[Beowulf] DARPA issues 20 MUSD grant to nVidia to go from 1 GFLOPS/Watt to 75 GFLOPS/Watt

Vincent Diepeveen diep at xs4all.nl
Mon Dec 17 17:30:03 PST 2012


On Dec 17, 2012, at 11:23 PM, Mark Hahn wrote:

>> "todays 1 gflop/watt" ?
>
> press releases always put the new shiny thing in the best light.
> they're probably thinking of a conventional compute node,
> (say, 32 cores, 2.3 GHz, 4 flops/cycle, or 16c and 8 f/c -
> either way totalling 294 Gflops for 300W or less.)

For a fair compare you have to add motherboard power losses, as of  
course that's all included at the gpu cards.

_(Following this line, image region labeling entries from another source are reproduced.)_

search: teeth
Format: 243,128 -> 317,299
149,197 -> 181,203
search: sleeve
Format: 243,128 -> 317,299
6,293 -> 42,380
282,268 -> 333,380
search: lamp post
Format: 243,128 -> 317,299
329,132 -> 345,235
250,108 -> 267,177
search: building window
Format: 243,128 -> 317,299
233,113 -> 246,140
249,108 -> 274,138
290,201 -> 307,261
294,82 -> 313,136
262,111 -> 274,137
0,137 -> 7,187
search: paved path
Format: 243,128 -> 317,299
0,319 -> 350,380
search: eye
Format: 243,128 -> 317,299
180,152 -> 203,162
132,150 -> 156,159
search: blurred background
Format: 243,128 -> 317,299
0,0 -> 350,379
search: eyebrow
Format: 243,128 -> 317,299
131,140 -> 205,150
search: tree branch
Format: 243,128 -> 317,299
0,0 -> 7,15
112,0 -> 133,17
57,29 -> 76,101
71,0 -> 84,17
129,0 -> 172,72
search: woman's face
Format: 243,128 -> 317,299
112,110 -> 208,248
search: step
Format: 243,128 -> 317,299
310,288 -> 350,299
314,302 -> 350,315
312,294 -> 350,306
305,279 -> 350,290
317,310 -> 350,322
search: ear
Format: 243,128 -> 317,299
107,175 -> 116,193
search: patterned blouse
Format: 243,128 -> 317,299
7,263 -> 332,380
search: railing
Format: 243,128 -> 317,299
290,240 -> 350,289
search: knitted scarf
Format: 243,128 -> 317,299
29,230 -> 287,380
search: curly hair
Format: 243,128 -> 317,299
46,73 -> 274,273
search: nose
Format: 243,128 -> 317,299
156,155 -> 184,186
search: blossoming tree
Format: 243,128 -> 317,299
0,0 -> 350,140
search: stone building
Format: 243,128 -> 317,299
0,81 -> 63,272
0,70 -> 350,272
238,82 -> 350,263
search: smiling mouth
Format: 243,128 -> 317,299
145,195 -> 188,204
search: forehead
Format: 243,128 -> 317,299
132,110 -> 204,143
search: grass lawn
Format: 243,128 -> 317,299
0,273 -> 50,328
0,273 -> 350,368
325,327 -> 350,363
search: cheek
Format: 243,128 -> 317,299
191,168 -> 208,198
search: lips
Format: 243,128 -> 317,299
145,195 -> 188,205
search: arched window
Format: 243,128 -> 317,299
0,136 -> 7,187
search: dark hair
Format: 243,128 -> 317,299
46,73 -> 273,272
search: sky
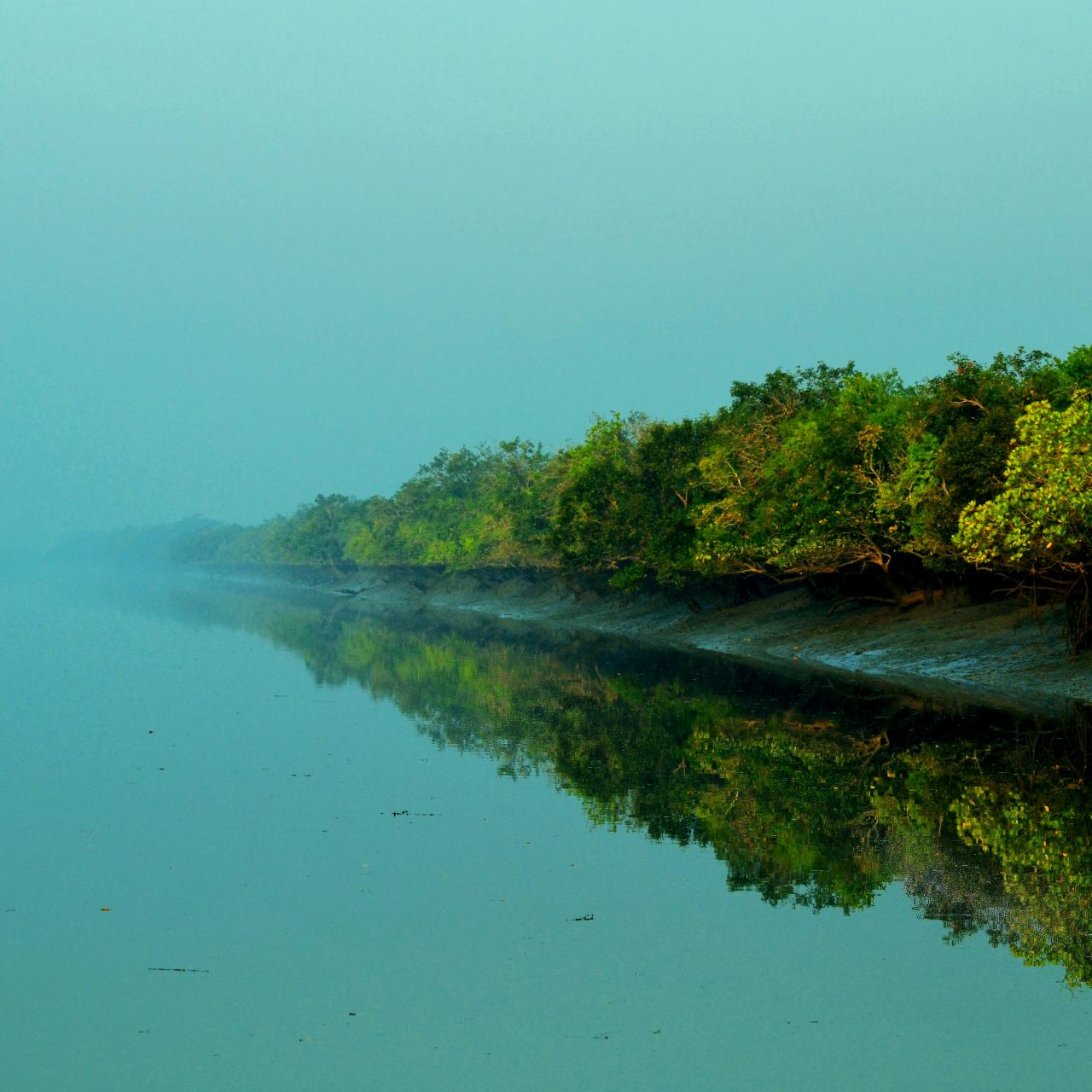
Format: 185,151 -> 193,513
0,0 -> 1092,547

As for the gflops it delivers, let's do a more realistic calculation.  
AVX does have multiply add,
yet i doubt you can issue on average every clock another multiply-add  
in a sustained manner at Sandy Bridge,
if we compare it with Nehalem.

Note the CPU's tend to have just 1 execution unit that can issue  
multiplications and historically always had big problems
issuing every clock another one; another reason why the manycores  
hammer away the CPU's so bigtime, as in the end
it doesn't matter whether you do matrix multiplications or run FFT's  
for prime numbers - it's about the multiplication speed
the chip can deliver as that's going to determine how fast your code  
can run on that chip.

http://ark.intel.com/products/64596/Intel-Xeon-Processor-E5-2690-20M- 
Cache-2_90-GHz-8_00-GTs-Intel-QPI

That's the fastest i could find. It's 2.9Ghz CPU.

So the cpu delivers in terms of Gflops.

2.9Ghz * 1 multiplication a clock * 4 doubles a vector * 8 cores =  
92.8 Gflops
This for $2057 tray price at introduction.

http://ark.intel.com/products/64596/Intel-Xeon-Processor-E5-2690-20M- 
Cache-2_90-GHz-8_00-GTs-Intel-QPI

So i wonder where you got that 294 gflops from.

Now in terms of gflops/watt that's 92.8 / 135 watt TDP = 0.68 flops/ 
watt for the $2k Xeon.

One order of a magnitude less than the K20.
That's why intel created the Xeon Phi of course.

>
>> The K20X delivers 1.4 Tflop nearly.
>> If i google it's 235 watt TDP.
>>
>> 1.4 Tflop / 235 =  6 gflops/watt
>
> debatable whether we can honestly claim that's shipping.
> K10 is .78 Gflops DP/W or 17.2 SP.  I wonder of the 75 goal
> is merely a 4.4x improvement....

" The PERFECT program
will leverage anticipated industry fabrication geometry advances to 7  
nm."

7 nm gives a factor 16 boost over 28 nm, in theory. So the derived  
truth from the article points me to double precision.